Regarding Model architecture

as-ideas / TransformerTTS

🤖💬 Transformer TTS: Implementation of a non-autoregressive Transformer based neural network for text to speech.

https://as-ideas.github.io/TransformerTTS/

Other

1.13k stars 227 forks source link

Regarding Model architecture #59

Closed bkumardevan07 closed 4 years ago

bkumardevan07 commented 4 years ago

Hey, I am new to tts and transformers. I looked into your code and found that you are using mel finear to cmpute stop prob while in paper they have used decoder output for predicting stop prob. Can you explain me? Please coorect me if I am wrong. Basically i saw Postnet code and infering from there.

cfrancesco commented 4 years ago

What paper are you looking at? Here they use mel linear for stop prob. https://arxiv.org/pdf/1809.08895.pdf

3.7 Mel Linear, Stop Linear and Post-net Same as Tacotron2, we use two different linear projectionsto predict the mel spectrogram and the stop token respec-tively, and use a 5-layer CNN to produce a residual to refinethe reconstruction of mel spectrogram

bkumardevan07 commented 4 years ago

From the model architecture in paper (in fig 3 ) you will see they are projecting decoder output to Mel linear and decoder output is projected to stop linear not the output of Mel linear.

cfrancesco commented 4 years ago

Ah yes, you're right. The main difference here is that I use a time-wise reduction factor during training, so there is the need for an additional linear layer to project the decoder output to the original length, so I use that directly as linear mel.
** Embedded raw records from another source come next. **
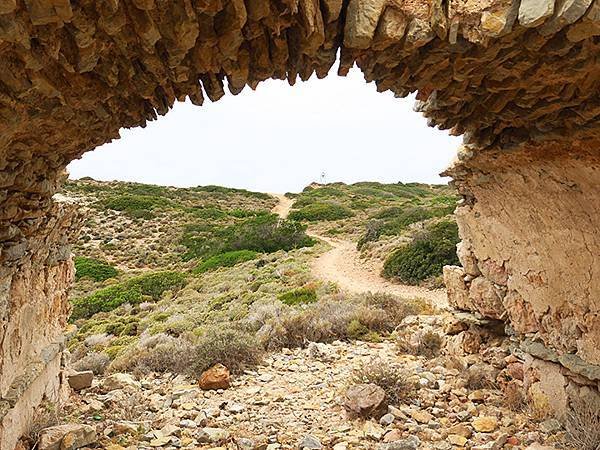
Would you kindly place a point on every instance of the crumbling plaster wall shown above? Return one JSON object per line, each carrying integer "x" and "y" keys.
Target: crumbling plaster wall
{"x": 530, "y": 249}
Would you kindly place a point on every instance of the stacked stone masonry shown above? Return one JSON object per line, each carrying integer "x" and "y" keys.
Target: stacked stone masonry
{"x": 518, "y": 79}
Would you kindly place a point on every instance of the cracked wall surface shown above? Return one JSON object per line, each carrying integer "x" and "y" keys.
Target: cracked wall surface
{"x": 506, "y": 74}
{"x": 531, "y": 250}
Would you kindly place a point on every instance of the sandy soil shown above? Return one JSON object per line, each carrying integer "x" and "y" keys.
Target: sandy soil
{"x": 342, "y": 265}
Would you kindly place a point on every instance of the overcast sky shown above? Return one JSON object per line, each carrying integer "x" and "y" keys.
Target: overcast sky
{"x": 278, "y": 139}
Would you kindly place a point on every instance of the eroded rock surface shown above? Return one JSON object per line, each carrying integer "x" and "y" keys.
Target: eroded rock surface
{"x": 503, "y": 73}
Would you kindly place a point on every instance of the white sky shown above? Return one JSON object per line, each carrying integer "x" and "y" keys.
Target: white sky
{"x": 279, "y": 139}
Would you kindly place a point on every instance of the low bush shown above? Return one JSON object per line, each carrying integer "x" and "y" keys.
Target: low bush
{"x": 94, "y": 269}
{"x": 96, "y": 362}
{"x": 235, "y": 349}
{"x": 321, "y": 211}
{"x": 136, "y": 206}
{"x": 582, "y": 424}
{"x": 300, "y": 296}
{"x": 395, "y": 220}
{"x": 359, "y": 317}
{"x": 425, "y": 256}
{"x": 133, "y": 291}
{"x": 394, "y": 381}
{"x": 228, "y": 259}
{"x": 423, "y": 343}
{"x": 159, "y": 353}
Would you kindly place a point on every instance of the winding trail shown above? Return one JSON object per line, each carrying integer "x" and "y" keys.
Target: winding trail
{"x": 342, "y": 265}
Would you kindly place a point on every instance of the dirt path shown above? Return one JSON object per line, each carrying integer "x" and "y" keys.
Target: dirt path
{"x": 342, "y": 265}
Replicating the paper a 100% would not be possible in this case, but one could add an additional linear layer after the projection to predict the linear mel and use the projection, as it is now, to predict the stop prob. I'm not sure this would make a difference but is for sure a discrepancy. Thanks for pointing it out!

bkumardevan07 commented 4 years ago

Thanks ...